フラゴナール(Jean Honoré Fragonard 1732-1806)は、ロココ美術最後の巨匠である。ロココ美術最大の特徴である優雅で絢爛で神話的なモチーフを描き、時代の好みに応えた。彼の全盛期は、ルイ16世の治世時代と重なっている。そのルイ十六世が体現していた時代の精神を美術の世界で表現したのがフラゴナールであった。そんなわけでフランス革命がおこり、ルイ十六世が首をちょん切られると、フラゴナールの時代も終わった。かれは最晩年に、アカデミーの幹部としての資格で、ルーヴル宮殿に住むことを許されたが、1805年にそこを追い出され、翌年に死んだ。

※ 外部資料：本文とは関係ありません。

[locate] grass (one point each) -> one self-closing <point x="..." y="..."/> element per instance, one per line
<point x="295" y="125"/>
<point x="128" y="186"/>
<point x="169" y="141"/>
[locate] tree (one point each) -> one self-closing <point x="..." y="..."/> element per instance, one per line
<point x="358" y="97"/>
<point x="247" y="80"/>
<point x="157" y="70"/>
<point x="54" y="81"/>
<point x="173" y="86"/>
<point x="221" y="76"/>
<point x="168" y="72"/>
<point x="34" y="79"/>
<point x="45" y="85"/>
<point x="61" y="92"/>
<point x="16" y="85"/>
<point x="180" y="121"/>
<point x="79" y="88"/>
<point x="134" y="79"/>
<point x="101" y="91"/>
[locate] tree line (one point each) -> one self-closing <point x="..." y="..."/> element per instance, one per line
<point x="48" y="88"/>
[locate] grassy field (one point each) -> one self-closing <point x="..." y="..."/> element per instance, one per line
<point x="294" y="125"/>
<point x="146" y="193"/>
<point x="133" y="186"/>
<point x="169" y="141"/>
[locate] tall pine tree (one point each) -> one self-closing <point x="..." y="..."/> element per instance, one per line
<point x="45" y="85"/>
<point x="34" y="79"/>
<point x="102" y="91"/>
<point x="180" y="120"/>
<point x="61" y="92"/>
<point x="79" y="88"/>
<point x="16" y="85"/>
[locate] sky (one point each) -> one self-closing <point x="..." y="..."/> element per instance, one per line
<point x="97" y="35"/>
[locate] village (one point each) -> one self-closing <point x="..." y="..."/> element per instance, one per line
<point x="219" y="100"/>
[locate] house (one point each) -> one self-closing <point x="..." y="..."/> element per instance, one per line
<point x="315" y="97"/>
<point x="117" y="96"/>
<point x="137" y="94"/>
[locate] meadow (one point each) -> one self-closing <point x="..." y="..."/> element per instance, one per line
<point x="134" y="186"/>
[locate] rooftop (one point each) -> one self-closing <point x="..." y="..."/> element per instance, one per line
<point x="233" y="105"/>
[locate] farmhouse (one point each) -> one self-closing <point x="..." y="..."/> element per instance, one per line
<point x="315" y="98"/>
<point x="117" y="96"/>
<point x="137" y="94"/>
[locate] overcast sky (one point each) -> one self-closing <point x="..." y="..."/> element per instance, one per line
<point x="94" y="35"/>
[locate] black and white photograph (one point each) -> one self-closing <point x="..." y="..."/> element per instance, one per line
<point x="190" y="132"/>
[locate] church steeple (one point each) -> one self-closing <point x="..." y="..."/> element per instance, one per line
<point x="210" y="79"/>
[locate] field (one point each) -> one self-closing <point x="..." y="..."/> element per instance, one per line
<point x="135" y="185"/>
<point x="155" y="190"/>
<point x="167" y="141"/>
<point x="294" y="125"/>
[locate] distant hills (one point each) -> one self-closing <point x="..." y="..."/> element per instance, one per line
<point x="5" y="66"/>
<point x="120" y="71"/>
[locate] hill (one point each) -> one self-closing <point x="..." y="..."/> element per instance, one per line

南仏のカンヌ近郊の町グラースに生まれた。実家は皮手袋の製造をしていた。絵心があったので、一家が1738年にパリに出ると、シャルダンとブーシェにそれぞれ短期間習っている。その後、王立学校で歴史画を学び、1756年から5年間イタリアで美術修行を行った。

かれの出世作は、「コレシュスとカリロエ」と題した歴史画風の作品。かれはこれを1765年のサロンに出展。そこで認められて、アカデミー会員になることができた。アカデミーはフランス美術の総本山だったので、その会員になることは、画家として頂点を極めることであった。

「 コレシュスとカリロエ(Le grand prêtre Corésus se sacrifie pour sauver Callirhoé)」は、パウサニアスの戯曲。ギリシャ神話に取材した作品だ。恋人への愛のために自分の身を犠牲にする話である。画面はその犠牲の現場を描いているはずだが、神話そのものとの関連は今一つ伝わってこない。

なお、フラゴナールといえば香水のブランドになっている。かれの生れたグラースは香水の産地だったこともあり、子孫がその利を生かして香水製造に乗り出したということらしい。パリのオペラ座の近所にある店に小生も行ったことがある。